Utilisation of the isobole methodology to study dietary peptide–drug and peptide–peptide interactive effects on dipeptidyl peptidase IV (DPP-IV) inhibition

Abstract

Inhibition of dipeptidyl peptidase-IV (DPP-IV) is used as a means to regulate post-prandial serum glucose in type 2 diabetics. The effect of drug (Sitagliptin®)/peptide and binary peptide mixtures on DPP-IV inhibition was studied using an isobole approach. Five peptides (Ile-Pro-Ile-Gln-Tyr, Trp-Lys, Trp-Pro, Trp-Arg and Trp-Leu), having DPP-IV half maximum inhibitory concentration values (IC₅₀) < 60 μM and reported to act through different inhibition mechanisms, were investigated.

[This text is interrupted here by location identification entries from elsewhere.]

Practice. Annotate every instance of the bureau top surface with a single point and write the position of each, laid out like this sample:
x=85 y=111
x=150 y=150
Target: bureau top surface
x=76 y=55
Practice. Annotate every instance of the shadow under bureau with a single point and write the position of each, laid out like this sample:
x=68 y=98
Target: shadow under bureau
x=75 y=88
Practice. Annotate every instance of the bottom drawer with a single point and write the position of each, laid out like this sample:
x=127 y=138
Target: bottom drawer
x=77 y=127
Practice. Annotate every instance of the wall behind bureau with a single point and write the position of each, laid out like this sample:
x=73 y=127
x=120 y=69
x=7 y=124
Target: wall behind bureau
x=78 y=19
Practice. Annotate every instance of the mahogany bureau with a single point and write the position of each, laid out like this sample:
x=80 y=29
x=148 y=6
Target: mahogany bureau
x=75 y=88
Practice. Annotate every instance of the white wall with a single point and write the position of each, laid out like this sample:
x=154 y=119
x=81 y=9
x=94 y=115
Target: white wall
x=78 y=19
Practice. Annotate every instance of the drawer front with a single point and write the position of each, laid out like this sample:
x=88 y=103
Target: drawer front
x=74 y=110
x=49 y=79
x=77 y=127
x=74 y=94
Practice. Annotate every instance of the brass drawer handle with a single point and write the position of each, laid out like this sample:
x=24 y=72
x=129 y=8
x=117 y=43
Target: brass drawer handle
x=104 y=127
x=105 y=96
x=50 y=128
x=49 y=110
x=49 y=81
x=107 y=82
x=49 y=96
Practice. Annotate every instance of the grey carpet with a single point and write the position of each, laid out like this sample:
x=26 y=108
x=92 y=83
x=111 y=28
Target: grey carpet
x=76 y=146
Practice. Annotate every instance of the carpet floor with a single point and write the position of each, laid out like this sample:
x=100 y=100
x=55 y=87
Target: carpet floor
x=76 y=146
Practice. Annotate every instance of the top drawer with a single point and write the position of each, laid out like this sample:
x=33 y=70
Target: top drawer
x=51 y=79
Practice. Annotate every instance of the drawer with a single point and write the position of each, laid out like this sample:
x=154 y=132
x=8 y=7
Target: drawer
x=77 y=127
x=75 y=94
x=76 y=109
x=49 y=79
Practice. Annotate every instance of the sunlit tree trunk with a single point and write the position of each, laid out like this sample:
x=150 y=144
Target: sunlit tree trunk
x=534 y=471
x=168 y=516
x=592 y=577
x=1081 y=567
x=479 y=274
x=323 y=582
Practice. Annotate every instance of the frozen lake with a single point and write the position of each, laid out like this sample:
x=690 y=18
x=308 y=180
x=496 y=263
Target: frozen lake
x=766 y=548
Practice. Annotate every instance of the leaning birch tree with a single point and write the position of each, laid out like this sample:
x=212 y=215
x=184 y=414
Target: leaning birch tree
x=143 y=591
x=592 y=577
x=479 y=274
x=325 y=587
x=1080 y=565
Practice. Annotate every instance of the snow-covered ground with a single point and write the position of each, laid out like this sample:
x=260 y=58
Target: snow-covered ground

The dose response relationship of Sitagliptin : peptide (1 : 0, 0 : 1, 1 : 852, 1 : 426 and 1 : 1704 on a molar basis) and binary Ile-Pro-Ile-Gln-Tyr : peptide (1 : 0, 0 : 1, 1 : 1, 1 : 2 and 2 : 1 on a molar basis) mixtures for DPP-IV inhibition was characterised. Isobolographic analysis showed, in most instances, an additive effect on DPP-IV inhibition. However, a synergistic effect was observed with two Sitagliptin : Ile-Pro-Ile-Gln-Tyr (1 : 426 and 1 : 852) mixtures and an antagonistic effect was seen with one Sitagliptin : Trp-Pro (1 : 852) mixture, and three binary peptide mixtures (Ile-Pro-Ile-Gln-Tyr : Trp-Lys (1 : 1 and 2 : 1) and Ile-Pro-Ile-Gln-Tyr : Trp-Leu (1 : 2)). The results show that Sitagliptin and food protein-derived peptides can interact, thereby enhancing overall DPP-IV inhibition. Combination of Sitagliptin with food protein-derived peptides may help in reducing drug dosage and possible associated side-effects.